Florida’s Haitian-Americans worry for homeland
By: Jennifer Kay
Associated Press
MIAMI— Danglass Gregoire headed to Florida for a business trip last Tuesday, leaving his wife and young daughter behind in Haiti, close to the center of a major earthquake that has devastated the island nation.
When he arrived at Miami International Airport, the 41-year-old said he isn’t sure if they are alive.
“I call. I call. I call. No one answers,” he said.
Haitian-Americans in Miami, New York and other U.S. cities tell the same story of frantically trying to get through to relatives and friends to see if they survived the largest earthquake to hit the Caribbean nation in 200 years. Communications were widely disrupted, making it impossible to get a full picture of damage and casualties as powerful aftershocks shook the desperately poor country where many buildings are flimsy.
“Everyone is in shock right now. No one can get through,” said the Rev. Robes Charles, pastor of St. Clement Church in Wilton Manors, Fla. About 275,000 Haitians live in the South Florida metro area.
The Archdiocese of Miami is accepting donations for earthquake victims. Other South Florida Haitian relief groups have not announced their efforts but planned to meet last Wednesday.
Singer Wyclef Jean, a Haiti native, is asking for donations to his Yele Haiti Foundation via his Twitter site. Jane Cocking, humanitarian director of Oxfam America, an international relief organization, said the group also is ready to respond and is accepting donations.
“Given the desperate needs that people face on a day to day basis, this earthquake is grim news for the poor people of Haiti,” Cocking said in a statement.
Not only are major organizations planning to help. King Moshe, 43, who works at Chef Creole in the Little Haiti area of Miami, said he plans to speak with local groups on Wednesday about collecting food, clothing and money.
“Right now is a time to come together to help the unfortunate ones,” Moshe said.
U.S. Rep.

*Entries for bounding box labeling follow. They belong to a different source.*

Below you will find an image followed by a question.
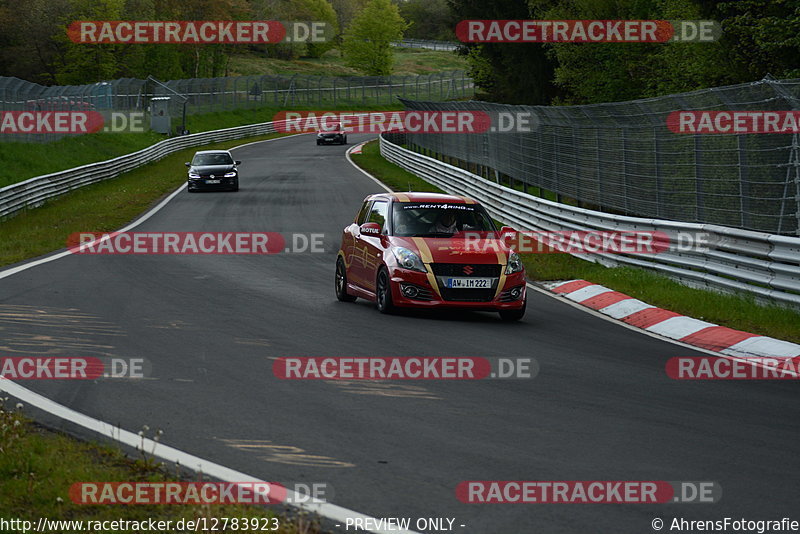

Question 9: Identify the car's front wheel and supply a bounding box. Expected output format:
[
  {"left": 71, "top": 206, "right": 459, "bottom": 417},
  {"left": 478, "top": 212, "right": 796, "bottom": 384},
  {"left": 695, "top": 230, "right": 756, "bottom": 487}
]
[
  {"left": 500, "top": 299, "right": 528, "bottom": 322},
  {"left": 375, "top": 268, "right": 394, "bottom": 313},
  {"left": 336, "top": 257, "right": 356, "bottom": 302}
]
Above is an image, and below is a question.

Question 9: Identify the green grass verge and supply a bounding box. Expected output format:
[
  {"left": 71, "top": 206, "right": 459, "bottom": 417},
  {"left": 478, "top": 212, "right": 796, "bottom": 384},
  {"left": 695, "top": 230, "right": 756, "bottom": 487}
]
[
  {"left": 352, "top": 141, "right": 800, "bottom": 343},
  {"left": 0, "top": 399, "right": 320, "bottom": 534},
  {"left": 0, "top": 134, "right": 294, "bottom": 265}
]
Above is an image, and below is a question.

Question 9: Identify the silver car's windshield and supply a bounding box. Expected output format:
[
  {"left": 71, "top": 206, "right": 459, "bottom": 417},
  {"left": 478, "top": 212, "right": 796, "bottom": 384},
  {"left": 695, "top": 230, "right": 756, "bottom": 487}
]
[{"left": 192, "top": 153, "right": 233, "bottom": 166}]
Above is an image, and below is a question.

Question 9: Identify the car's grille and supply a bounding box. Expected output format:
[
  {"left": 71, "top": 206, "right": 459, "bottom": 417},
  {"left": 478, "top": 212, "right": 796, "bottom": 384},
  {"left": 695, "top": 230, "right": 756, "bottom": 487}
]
[
  {"left": 431, "top": 263, "right": 500, "bottom": 278},
  {"left": 431, "top": 263, "right": 502, "bottom": 302},
  {"left": 439, "top": 284, "right": 495, "bottom": 302}
]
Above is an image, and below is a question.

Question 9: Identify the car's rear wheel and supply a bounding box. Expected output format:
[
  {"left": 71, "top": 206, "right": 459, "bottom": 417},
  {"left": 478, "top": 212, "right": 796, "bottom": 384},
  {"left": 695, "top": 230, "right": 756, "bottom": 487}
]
[
  {"left": 336, "top": 257, "right": 356, "bottom": 302},
  {"left": 375, "top": 268, "right": 394, "bottom": 313},
  {"left": 500, "top": 299, "right": 528, "bottom": 322}
]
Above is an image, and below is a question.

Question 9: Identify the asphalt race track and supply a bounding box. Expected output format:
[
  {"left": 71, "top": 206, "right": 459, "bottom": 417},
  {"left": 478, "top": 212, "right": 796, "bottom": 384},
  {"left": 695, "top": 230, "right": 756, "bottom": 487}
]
[{"left": 0, "top": 135, "right": 800, "bottom": 534}]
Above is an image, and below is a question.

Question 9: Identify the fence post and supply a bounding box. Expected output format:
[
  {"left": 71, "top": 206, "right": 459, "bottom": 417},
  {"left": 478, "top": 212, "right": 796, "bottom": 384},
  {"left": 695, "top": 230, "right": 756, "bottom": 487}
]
[
  {"left": 622, "top": 126, "right": 630, "bottom": 215},
  {"left": 736, "top": 135, "right": 750, "bottom": 228},
  {"left": 692, "top": 134, "right": 705, "bottom": 222}
]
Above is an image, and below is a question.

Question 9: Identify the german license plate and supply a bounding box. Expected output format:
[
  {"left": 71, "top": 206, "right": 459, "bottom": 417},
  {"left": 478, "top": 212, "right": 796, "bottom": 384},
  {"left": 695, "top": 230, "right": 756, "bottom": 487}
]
[{"left": 446, "top": 278, "right": 492, "bottom": 289}]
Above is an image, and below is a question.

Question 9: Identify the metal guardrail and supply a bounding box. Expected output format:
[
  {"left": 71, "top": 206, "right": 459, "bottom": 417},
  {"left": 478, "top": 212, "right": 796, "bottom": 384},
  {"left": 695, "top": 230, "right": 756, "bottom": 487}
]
[
  {"left": 380, "top": 134, "right": 800, "bottom": 306},
  {"left": 0, "top": 122, "right": 276, "bottom": 218},
  {"left": 392, "top": 39, "right": 461, "bottom": 52}
]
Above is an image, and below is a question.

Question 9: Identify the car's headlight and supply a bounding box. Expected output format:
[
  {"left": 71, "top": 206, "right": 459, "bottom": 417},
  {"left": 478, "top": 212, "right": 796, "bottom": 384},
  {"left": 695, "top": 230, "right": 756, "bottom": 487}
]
[
  {"left": 392, "top": 247, "right": 428, "bottom": 273},
  {"left": 506, "top": 252, "right": 523, "bottom": 274}
]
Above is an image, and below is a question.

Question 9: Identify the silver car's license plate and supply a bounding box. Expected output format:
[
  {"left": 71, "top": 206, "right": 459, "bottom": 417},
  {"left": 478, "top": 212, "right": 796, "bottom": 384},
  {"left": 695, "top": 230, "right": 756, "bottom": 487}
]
[{"left": 447, "top": 278, "right": 493, "bottom": 289}]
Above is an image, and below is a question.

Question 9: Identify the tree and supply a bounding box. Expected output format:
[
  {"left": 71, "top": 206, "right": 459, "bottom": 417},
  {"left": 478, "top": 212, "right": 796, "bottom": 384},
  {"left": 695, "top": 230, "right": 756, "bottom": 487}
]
[
  {"left": 398, "top": 0, "right": 457, "bottom": 41},
  {"left": 449, "top": 0, "right": 557, "bottom": 105},
  {"left": 292, "top": 0, "right": 339, "bottom": 57},
  {"left": 342, "top": 0, "right": 408, "bottom": 76}
]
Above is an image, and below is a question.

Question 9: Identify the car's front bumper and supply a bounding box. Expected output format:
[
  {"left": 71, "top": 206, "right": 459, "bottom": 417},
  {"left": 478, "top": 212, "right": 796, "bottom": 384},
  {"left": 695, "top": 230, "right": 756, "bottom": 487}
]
[{"left": 390, "top": 268, "right": 526, "bottom": 311}]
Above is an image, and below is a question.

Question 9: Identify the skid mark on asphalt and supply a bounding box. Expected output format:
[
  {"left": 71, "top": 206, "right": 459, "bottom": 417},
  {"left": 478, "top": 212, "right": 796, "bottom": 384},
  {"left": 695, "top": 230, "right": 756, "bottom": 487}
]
[
  {"left": 234, "top": 337, "right": 277, "bottom": 348},
  {"left": 325, "top": 380, "right": 442, "bottom": 400},
  {"left": 0, "top": 304, "right": 126, "bottom": 356},
  {"left": 217, "top": 438, "right": 355, "bottom": 468},
  {"left": 147, "top": 320, "right": 192, "bottom": 330}
]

Kendrick Meek (D-Fla.), whose district includes Little Haiti, said some people have been able to get calls from relatives but are seeking his office’s help to find others.
Dozens gathered at the Veye-Yo community center in Little Haiti, where a pastor led them in prayer. Members embraced each other as they tried to reach relatives on the island and took turns discussing what they could do to bring aid to the country.
Tony Jeanthenor, 50, said a friend he reached in Haiti described hearing people cry out for help from under debris.
“Haiti has been through trauma since 2004, from coup d’etat to hurricanes, now earthquakes,” Jeanthenor said.
West Palm Beach firefighter Nate Lasseur tried to reach family and the firefighters he trains in Port-au-Prince.
He was doing training through his International Firefighters Assistance in November 2008 when a school collapsed, killing nearly a hundred people. He described chaos then — firefighters pushing through panicked crowds, digging through the debris with steel rebar. He feared the fire station would be overwhelmed by debris from the capital’s many unsafe buildings clogging the narrow roads.
“They are not prepared as far as equipment and training goes for something of this magnitude,” Lasseur said. “Their adrenaline and pure will to save their families — that only lasts for so long.”